## Parallel Processing with Dask 

![image.png](attachment:7cfb1c74-17f0-491b-9899-aae50b1a679d.png)

## Agenda

 - Big Data 
 - Dask
 - DAG - Directed Acyclic Graphs 
 - Advantages of Dask

## Big Data

<center> <font size="6px">How would you characterize "Big Data"?</font></center>

## What is Dask? 

 - [Dask](https://docs.dask.org/en/stable/) is a flexible library for parallel computing in Python
 - Dask was launched 2014 by _Matthew Rocklin_ 
   - **aim**: bring native scalability to Python Open Data Science Stack and overcome single-machine restrictions 

## Dask 

 - Dask is composed of two parts:
   - **dynamic task scheduling** optimized for computation 
   - **"big data" collections** like parallel arrays, dataframes and lists 
     - these parallel collections run on top of dynamic schedulers 

## Dask Task Graphs 

![image.png](attachment:a46a57e8-696a-49eb-a558-d7cbd89b5411.png)

## Dask Components 

![image.png](attachment:950dfc58-382a-4b4e-9b09-e630e6930142.png)

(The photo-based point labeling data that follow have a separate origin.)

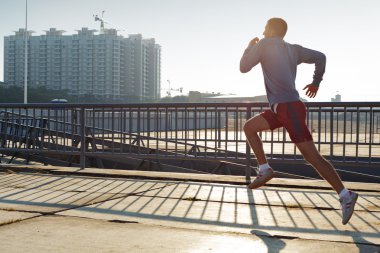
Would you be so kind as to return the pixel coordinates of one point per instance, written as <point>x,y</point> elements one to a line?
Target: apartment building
<point>105,65</point>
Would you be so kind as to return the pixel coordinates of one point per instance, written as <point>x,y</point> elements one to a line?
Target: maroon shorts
<point>291,116</point>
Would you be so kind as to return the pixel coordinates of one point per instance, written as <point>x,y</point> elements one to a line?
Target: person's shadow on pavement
<point>274,244</point>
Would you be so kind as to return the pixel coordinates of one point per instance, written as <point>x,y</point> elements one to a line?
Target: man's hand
<point>311,90</point>
<point>253,42</point>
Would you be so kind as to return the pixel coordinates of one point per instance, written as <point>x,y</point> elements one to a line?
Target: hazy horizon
<point>202,41</point>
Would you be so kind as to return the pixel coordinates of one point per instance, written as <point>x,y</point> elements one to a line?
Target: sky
<point>203,40</point>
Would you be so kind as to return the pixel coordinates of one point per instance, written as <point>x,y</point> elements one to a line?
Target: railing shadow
<point>307,213</point>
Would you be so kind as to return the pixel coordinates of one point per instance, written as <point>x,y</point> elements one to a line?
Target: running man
<point>279,61</point>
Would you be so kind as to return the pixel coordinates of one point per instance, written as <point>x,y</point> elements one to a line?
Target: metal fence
<point>343,132</point>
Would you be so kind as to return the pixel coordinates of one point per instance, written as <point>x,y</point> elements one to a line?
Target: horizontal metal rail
<point>343,132</point>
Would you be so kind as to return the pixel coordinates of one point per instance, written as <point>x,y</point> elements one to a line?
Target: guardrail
<point>343,132</point>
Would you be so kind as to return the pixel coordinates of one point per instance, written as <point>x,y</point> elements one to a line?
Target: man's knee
<point>256,124</point>
<point>249,127</point>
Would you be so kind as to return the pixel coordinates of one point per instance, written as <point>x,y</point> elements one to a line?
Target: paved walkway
<point>54,209</point>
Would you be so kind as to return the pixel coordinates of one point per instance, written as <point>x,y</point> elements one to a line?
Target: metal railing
<point>343,132</point>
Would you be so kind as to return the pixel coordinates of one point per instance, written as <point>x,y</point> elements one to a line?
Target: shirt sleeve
<point>306,55</point>
<point>251,57</point>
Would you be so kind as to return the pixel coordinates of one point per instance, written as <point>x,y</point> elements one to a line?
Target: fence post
<point>82,138</point>
<point>248,148</point>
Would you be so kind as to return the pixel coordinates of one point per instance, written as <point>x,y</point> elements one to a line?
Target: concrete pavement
<point>45,209</point>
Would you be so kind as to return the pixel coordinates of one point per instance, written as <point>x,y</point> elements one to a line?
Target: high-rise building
<point>106,65</point>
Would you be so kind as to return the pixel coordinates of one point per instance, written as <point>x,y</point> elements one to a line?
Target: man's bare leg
<point>324,167</point>
<point>251,129</point>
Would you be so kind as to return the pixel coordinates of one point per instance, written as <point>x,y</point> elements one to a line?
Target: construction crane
<point>102,22</point>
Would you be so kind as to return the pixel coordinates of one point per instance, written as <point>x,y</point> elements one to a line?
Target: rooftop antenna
<point>101,20</point>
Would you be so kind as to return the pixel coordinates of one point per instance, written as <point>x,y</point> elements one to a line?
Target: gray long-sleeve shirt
<point>279,61</point>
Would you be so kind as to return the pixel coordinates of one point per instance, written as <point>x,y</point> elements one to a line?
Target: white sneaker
<point>262,178</point>
<point>348,205</point>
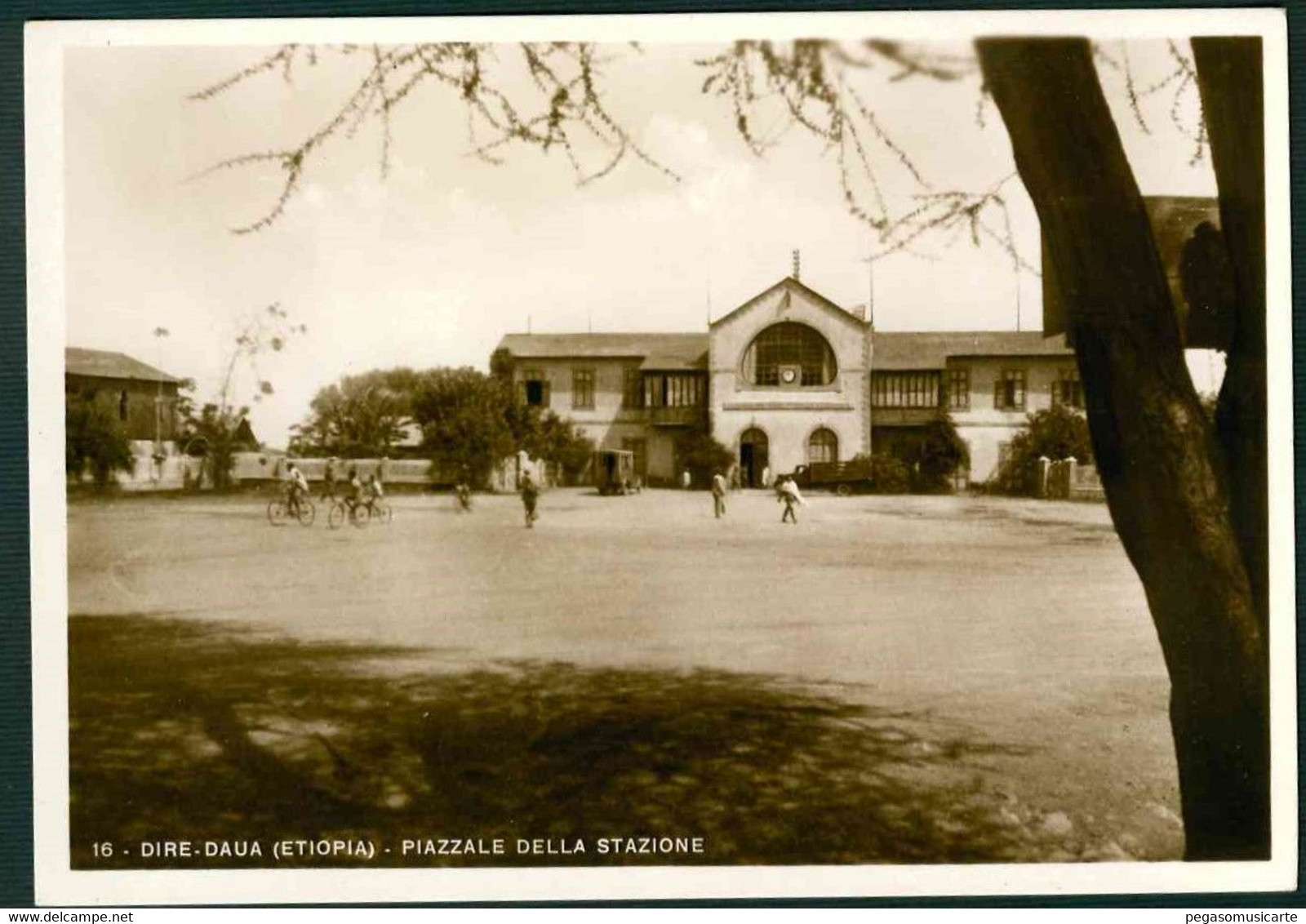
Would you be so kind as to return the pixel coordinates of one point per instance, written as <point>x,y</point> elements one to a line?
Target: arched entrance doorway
<point>753,457</point>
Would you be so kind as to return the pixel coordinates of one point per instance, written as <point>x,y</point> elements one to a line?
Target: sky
<point>433,263</point>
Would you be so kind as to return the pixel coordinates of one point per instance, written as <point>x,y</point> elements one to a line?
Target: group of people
<point>356,490</point>
<point>787,494</point>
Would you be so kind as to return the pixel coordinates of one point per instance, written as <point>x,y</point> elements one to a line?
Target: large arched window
<point>789,354</point>
<point>822,446</point>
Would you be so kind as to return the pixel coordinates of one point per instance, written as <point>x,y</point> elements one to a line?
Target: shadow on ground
<point>186,731</point>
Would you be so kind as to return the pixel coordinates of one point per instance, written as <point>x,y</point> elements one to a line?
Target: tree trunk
<point>1229,78</point>
<point>1156,452</point>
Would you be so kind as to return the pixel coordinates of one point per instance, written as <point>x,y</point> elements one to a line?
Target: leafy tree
<point>1188,503</point>
<point>1057,433</point>
<point>359,415</point>
<point>1188,500</point>
<point>703,457</point>
<point>215,431</point>
<point>558,440</point>
<point>940,453</point>
<point>95,440</point>
<point>464,426</point>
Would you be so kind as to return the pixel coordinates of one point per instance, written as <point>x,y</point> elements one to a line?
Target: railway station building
<point>790,377</point>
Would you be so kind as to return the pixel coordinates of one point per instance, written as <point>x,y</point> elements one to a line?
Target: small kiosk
<point>614,471</point>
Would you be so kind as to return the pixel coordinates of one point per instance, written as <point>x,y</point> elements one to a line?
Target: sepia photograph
<point>631,455</point>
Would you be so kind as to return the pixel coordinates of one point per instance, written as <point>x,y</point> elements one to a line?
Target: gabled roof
<point>104,364</point>
<point>931,350</point>
<point>657,351</point>
<point>793,285</point>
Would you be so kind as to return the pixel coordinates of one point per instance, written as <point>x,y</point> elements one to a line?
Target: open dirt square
<point>894,679</point>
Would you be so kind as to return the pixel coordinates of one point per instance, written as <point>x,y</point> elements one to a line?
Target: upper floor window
<point>789,354</point>
<point>633,388</point>
<point>959,389</point>
<point>1068,389</point>
<point>1009,390</point>
<point>674,389</point>
<point>823,446</point>
<point>583,388</point>
<point>905,389</point>
<point>535,388</point>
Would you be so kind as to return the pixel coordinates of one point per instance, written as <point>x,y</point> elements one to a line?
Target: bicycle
<point>356,512</point>
<point>281,508</point>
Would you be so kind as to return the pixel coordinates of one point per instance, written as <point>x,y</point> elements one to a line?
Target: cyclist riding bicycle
<point>353,488</point>
<point>297,488</point>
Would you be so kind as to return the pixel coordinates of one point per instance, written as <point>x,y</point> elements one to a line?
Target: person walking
<point>330,479</point>
<point>790,497</point>
<point>529,499</point>
<point>718,495</point>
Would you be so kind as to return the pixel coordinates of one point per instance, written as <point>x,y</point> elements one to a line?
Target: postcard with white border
<point>646,457</point>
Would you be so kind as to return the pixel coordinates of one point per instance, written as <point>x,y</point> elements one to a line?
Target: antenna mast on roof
<point>870,287</point>
<point>709,298</point>
<point>1018,300</point>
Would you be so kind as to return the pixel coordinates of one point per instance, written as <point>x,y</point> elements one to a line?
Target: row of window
<point>639,389</point>
<point>1010,390</point>
<point>888,389</point>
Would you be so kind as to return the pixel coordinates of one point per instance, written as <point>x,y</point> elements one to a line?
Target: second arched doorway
<point>754,464</point>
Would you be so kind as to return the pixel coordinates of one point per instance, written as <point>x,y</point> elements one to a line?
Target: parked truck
<point>842,478</point>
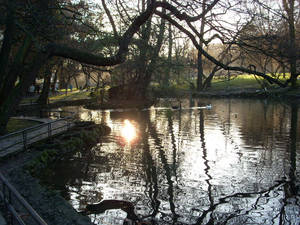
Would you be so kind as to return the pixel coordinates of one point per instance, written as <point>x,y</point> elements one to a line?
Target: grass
<point>74,95</point>
<point>243,81</point>
<point>19,124</point>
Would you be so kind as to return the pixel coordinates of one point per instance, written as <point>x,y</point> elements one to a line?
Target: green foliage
<point>19,124</point>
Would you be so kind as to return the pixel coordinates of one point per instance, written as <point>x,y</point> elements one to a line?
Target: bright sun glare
<point>128,131</point>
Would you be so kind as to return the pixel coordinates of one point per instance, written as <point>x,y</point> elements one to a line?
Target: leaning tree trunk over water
<point>43,98</point>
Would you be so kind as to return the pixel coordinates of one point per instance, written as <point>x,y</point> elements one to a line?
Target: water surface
<point>235,163</point>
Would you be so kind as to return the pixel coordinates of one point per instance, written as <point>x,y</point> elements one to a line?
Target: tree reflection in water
<point>228,165</point>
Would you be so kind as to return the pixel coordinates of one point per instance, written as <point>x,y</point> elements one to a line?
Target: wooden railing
<point>21,139</point>
<point>17,209</point>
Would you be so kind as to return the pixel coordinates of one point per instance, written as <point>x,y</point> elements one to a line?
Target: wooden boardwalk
<point>20,140</point>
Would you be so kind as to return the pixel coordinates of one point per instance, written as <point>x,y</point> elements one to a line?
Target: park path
<point>15,142</point>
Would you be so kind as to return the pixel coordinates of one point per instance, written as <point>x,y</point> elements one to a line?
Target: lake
<point>233,163</point>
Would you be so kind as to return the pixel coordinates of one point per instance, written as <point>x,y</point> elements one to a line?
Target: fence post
<point>49,129</point>
<point>24,133</point>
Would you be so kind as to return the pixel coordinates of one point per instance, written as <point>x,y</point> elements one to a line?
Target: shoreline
<point>23,168</point>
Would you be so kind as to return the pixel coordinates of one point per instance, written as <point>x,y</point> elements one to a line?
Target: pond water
<point>232,164</point>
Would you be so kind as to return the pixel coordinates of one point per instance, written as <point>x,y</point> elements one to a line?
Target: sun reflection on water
<point>128,131</point>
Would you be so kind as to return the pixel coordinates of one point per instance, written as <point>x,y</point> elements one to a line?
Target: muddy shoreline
<point>22,171</point>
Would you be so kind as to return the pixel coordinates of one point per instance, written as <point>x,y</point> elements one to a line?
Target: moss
<point>20,124</point>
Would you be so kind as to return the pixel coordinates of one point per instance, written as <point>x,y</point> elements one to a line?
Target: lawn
<point>74,95</point>
<point>241,81</point>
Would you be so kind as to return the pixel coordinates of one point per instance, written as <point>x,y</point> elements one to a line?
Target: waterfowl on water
<point>176,106</point>
<point>126,206</point>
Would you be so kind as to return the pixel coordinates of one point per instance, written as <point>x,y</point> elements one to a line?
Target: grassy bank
<point>20,124</point>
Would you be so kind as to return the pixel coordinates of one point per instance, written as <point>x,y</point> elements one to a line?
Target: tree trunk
<point>166,78</point>
<point>43,98</point>
<point>10,104</point>
<point>199,59</point>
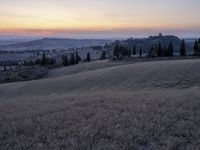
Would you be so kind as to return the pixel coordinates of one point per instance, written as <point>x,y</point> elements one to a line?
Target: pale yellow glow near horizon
<point>87,15</point>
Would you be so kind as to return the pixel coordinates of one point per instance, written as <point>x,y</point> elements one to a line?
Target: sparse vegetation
<point>131,111</point>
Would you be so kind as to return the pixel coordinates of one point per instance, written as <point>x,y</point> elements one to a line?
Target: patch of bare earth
<point>150,105</point>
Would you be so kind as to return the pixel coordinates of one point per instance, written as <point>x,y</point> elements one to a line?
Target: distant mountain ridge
<point>152,41</point>
<point>55,43</point>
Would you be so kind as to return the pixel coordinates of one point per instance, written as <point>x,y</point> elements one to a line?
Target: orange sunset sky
<point>94,18</point>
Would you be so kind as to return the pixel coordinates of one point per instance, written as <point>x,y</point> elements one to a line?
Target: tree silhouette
<point>65,61</point>
<point>78,58</point>
<point>170,49</point>
<point>182,48</point>
<point>140,52</point>
<point>72,59</point>
<point>196,48</point>
<point>134,50</point>
<point>116,50</point>
<point>88,57</point>
<point>159,51</point>
<point>103,55</point>
<point>44,59</point>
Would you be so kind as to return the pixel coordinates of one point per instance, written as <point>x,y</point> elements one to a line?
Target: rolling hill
<point>105,105</point>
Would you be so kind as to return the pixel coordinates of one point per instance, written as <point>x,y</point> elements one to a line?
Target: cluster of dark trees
<point>196,48</point>
<point>74,59</point>
<point>156,51</point>
<point>122,50</point>
<point>161,51</point>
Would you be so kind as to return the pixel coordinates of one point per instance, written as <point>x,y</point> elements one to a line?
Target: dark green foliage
<point>116,51</point>
<point>78,58</point>
<point>159,50</point>
<point>62,57</point>
<point>152,52</point>
<point>38,61</point>
<point>196,48</point>
<point>52,61</point>
<point>103,55</point>
<point>182,48</point>
<point>88,57</point>
<point>140,52</point>
<point>72,59</point>
<point>170,49</point>
<point>123,50</point>
<point>129,53</point>
<point>65,61</point>
<point>134,50</point>
<point>44,60</point>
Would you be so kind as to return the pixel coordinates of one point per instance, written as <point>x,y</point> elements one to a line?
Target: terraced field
<point>105,105</point>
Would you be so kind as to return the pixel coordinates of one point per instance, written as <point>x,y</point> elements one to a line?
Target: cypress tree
<point>182,48</point>
<point>44,59</point>
<point>196,48</point>
<point>65,61</point>
<point>134,50</point>
<point>103,55</point>
<point>159,51</point>
<point>88,57</point>
<point>170,49</point>
<point>140,52</point>
<point>72,59</point>
<point>77,58</point>
<point>116,50</point>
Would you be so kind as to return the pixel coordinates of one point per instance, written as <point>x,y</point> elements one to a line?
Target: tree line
<point>156,51</point>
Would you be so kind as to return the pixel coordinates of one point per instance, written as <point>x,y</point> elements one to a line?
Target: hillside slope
<point>147,105</point>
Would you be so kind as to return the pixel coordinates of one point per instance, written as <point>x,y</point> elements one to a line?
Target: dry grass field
<point>105,106</point>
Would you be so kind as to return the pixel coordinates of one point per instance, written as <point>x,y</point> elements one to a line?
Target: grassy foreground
<point>152,105</point>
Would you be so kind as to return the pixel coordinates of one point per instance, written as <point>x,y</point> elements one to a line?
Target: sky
<point>99,18</point>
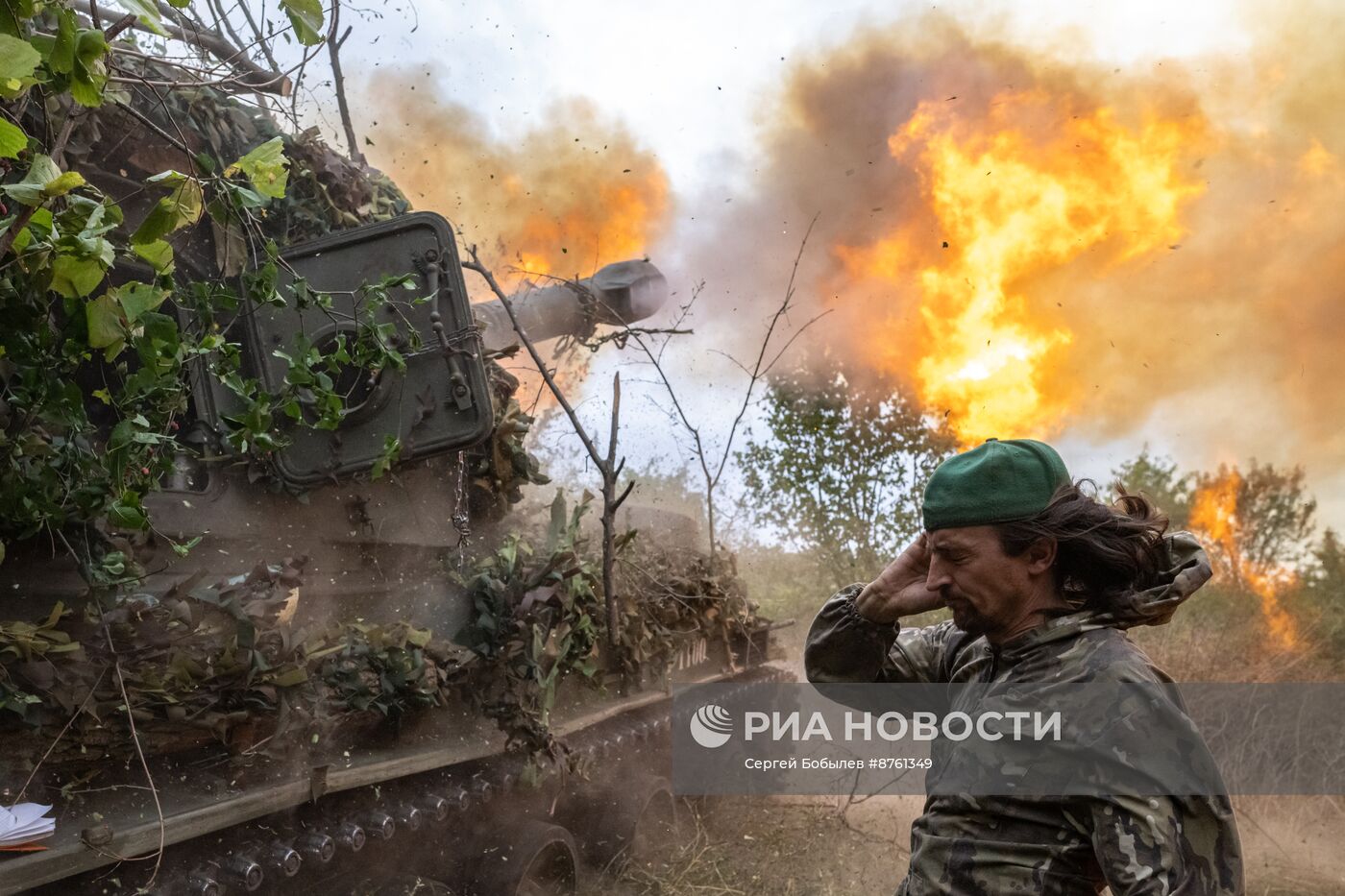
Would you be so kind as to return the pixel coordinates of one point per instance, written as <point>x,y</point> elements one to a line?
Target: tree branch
<point>249,73</point>
<point>339,84</point>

## DAGs - Directed Acyclic Graphs 

 - graph theory describes a graph as a representation of a set of objects that have a relationship with one another
 - [Wikipedia](https://en.wikipedia.org/wiki/Directed_acyclic_graph): a **DAG** consists of vertices and edges, with each edge _directed_ from one vertex to another, such that following those directions will _never form a closed loop_
   - there is <font color="red">one logical, one-way traversal through the graph</font> from nodes with no dependencies to a single terminal node
 - Dask’s task schedulers use the concept of directed acyclic graphs to **compose**, **control** and **express** computations

## DAG of a Recipe 

![image.png](attachment:af450ad1-9820-45af-8409-bc3f24cd366e.png)

## Concurrency 

- <font color="red">resource starvation</font>: a process is denied necessary resources to process its work 
- <font color="red">resource lock</font>: when a shared resource is in use, a resource lock is placed on it
   - other workers can't [steal](https://distributed.dask.org/en/stable/work-stealing.html) the resource until the worker who locked the resource is finished using it
- the **task scheduler** in a scalable computing framework deals with resource contention and locking 

## Recovering from failures

- increasingly difficult to orchestrate distribution of processing tasks as the cluster size increases
- <font color="red">worker failure</font>: no data loss -- the work that the failed worker completed does not need to be reproduced
    - no severe impact to performance 
- <font color="red">data loss</font>: the complete lineage of operations up to a given node can be "replayed" in the event of a failure 
    - significant impact to performance
    - task-scheduler responsible for stopping work and redistributing work to be replayed 

## Lazy Computations

 - lazy computations allow Dask to <font style="color:rgb(25,118,210)">split work into smaller logical pieces</font> 
   - you can avoid loading the entire data structure into memory 
 - the computations we defined are represented by a DAG, but we still need to specify
   - where the computations will take place 
   - where the results of each computation should be transferred to 
 - the task scheduler dynamically assesses what work has been completed, what work is left to do, and what resources are free to accept additional work in real time
   - allows handling of issues with worker failures, network unreliability and workers completing work at different speeds

## [Data Locality](https://distributed.dask.org/en/stable/locality.html)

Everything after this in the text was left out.